Monday, January 25, 2016

The Beginning

My cousin sort of proffered an invitation while climbing tonight. It began with... "Have you ever thought of doing the Grand?"

I wracked my brains, ideas flitting across my face: Grand Canyon, Grand Prix, Isn't there a Gran something in France?... and landed on, "The Grand what?"

"The Grand Traverse in the Tetons," he answered. "It's thirteen miles to traverse the range."

13 miles is nothing!

"It's 12-14,000 feet of gain," he added. Real casual-like.

The catch.

The trek gets you ten summits, and there are a couple of optional towers. The hardest grade is 5.8. People generally do it in a few days. The record is around six hours. The Beast that is my cousin yearns to go "light and fast" and be in and out in a day. His usual climbing partner isn't crazy about alpine or JB's "light and fast" mentality. It translates to hunger and pain.

I can't stop tumbling the idea around in my brain. He is a solid climber, a solid partner, a solid person. It would be a blast.

It would be one of the hardest things I've ever done. I would be entirely reliant on him; I do not lead trad. And he's fast. The last time I hiked with him, I grew nauseous trying to keep his pace.

It's a once-in-a-lifetime opportunity. If I trained really hard and focused on alpine fitness, I could shine at this and see some amazingly beautiful scenery. I could play my edge.

He needs a partner. I am not as strong as him, but I am good at mountains. I keep my wits in tricky situations. I endure. I low class 5 and scrambles.

I want to explore this. Okay, who'm I kidding... What I really want is to write up a training plan with lots of Colorado ascents. I want to read books and trip reports. I want to drool over pictures and imagine myself in them.

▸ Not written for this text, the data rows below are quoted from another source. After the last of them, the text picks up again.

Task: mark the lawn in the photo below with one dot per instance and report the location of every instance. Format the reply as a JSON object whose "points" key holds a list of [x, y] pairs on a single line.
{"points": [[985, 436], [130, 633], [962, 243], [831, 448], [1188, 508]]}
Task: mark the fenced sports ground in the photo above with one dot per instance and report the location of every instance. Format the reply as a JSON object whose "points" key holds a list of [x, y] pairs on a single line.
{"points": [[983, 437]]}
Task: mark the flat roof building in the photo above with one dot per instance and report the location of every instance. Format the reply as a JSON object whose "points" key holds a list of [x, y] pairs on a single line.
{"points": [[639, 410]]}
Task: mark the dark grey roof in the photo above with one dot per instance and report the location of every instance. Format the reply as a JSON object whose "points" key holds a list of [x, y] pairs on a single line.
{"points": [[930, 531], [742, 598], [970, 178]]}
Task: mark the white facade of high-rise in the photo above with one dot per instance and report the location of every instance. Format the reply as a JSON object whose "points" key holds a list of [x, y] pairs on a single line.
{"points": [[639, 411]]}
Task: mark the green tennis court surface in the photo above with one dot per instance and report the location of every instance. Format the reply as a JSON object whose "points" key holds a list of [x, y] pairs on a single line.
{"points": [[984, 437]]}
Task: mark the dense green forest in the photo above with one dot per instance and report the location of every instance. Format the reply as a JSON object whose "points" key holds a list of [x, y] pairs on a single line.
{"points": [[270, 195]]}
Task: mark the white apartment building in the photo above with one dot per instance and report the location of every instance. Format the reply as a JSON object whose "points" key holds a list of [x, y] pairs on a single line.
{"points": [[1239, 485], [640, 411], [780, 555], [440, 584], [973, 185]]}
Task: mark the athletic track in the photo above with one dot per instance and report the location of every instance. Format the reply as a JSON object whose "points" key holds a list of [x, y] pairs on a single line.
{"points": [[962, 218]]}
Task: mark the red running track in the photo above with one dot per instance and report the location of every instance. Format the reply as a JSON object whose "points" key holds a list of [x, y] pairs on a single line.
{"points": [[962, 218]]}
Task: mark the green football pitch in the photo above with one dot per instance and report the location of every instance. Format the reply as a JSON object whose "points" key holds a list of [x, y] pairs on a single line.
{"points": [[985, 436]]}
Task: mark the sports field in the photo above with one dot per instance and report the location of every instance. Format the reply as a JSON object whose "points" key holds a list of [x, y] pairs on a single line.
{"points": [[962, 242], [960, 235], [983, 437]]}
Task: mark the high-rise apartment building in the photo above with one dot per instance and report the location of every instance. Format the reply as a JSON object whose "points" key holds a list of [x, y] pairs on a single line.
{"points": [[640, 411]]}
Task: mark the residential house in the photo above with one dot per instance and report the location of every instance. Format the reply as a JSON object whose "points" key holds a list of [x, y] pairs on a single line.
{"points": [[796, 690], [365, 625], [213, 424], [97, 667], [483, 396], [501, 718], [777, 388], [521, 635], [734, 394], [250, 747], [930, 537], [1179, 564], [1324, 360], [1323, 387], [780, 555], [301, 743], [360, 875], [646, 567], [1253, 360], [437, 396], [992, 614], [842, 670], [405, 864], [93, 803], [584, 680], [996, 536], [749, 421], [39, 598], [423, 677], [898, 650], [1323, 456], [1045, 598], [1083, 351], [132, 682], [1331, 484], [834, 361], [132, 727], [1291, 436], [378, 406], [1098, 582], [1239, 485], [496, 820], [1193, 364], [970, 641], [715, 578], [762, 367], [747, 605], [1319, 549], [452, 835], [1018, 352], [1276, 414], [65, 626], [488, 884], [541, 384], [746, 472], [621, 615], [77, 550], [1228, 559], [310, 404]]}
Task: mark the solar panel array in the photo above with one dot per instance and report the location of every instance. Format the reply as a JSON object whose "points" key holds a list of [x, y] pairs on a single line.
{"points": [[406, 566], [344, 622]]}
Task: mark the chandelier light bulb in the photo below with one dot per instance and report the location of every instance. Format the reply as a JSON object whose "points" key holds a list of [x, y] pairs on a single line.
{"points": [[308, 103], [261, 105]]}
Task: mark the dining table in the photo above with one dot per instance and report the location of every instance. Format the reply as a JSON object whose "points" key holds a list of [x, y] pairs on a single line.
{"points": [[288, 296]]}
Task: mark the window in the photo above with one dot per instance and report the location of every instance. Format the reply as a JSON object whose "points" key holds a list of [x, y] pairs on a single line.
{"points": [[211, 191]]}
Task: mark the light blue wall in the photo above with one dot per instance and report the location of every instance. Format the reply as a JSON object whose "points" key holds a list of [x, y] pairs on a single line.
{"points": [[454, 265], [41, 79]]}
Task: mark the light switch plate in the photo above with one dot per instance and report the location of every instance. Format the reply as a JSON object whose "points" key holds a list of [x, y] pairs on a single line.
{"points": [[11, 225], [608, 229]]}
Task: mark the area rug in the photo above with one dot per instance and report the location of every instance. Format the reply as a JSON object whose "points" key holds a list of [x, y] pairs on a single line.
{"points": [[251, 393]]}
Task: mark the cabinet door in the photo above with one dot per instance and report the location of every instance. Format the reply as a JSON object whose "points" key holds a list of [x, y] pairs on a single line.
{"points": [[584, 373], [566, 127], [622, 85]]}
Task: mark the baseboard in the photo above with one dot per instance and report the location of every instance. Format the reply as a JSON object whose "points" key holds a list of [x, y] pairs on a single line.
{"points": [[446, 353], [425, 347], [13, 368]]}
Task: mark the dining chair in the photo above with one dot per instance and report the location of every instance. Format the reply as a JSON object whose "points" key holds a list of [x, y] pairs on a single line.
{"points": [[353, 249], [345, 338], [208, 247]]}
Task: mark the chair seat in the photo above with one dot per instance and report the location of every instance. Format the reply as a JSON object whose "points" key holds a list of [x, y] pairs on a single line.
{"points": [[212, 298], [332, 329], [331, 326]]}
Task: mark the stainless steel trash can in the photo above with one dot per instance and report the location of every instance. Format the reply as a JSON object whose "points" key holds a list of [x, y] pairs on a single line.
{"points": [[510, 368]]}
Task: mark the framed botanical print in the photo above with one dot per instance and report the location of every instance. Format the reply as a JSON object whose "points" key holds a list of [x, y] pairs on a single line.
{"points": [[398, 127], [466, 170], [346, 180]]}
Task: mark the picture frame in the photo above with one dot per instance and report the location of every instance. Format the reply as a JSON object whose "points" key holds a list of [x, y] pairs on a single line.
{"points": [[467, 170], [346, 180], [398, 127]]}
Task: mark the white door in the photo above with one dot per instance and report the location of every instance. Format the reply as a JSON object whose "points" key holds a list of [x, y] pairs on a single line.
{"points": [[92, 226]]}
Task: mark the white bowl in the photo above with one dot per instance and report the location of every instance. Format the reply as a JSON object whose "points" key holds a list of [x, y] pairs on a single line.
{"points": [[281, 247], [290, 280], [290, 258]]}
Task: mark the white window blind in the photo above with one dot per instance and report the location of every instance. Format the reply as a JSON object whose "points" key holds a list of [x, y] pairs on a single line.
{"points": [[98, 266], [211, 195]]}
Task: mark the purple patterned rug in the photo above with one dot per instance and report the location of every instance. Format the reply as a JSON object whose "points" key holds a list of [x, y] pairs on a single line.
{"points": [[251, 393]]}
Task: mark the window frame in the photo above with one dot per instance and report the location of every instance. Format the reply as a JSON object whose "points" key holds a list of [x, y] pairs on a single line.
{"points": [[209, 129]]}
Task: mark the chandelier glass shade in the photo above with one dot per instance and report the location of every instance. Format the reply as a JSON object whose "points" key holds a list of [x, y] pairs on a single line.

Late July to early September... I want to be here...


Sunday, January 17, 2016

Going Under

I've started swimming again and it is amazing. I love going under, feeling the liquid meet my face and flow over my skin. I love moving through the water, stretching my body, feeling I am a fiddlehead fern. I unfurl my leafy head, stretching along my lats, elongating all the muscles from my tummy to the reach of my fingertip fronds. I grow even beyond my reach as my hips turn, eking out millimeters to scoop more water, to be longer, smoother, more efficient and relaxed. It requires patience to let every last fiddle frond unfurl. To allow the last snippet of length to be had before turning my head for that sweet breath of O2 and resurgence into sunlight.

I have loved going under.

I think of the metaphorical meaning of "going under," and how people aspire to resurface, to breathe again. I am currently "under" and I do not love it. I am worried about a former student who is fighting for his life, another student whose family is fighting poverty, and about my relationship. I feel under it all and I really, really want clear answers and a path out for all of them - and me. It sends me into a tailspin, a place in my mind where I regurgitate old information, gobble it up, and try to digest it anew. It's as disgusting as it sounds.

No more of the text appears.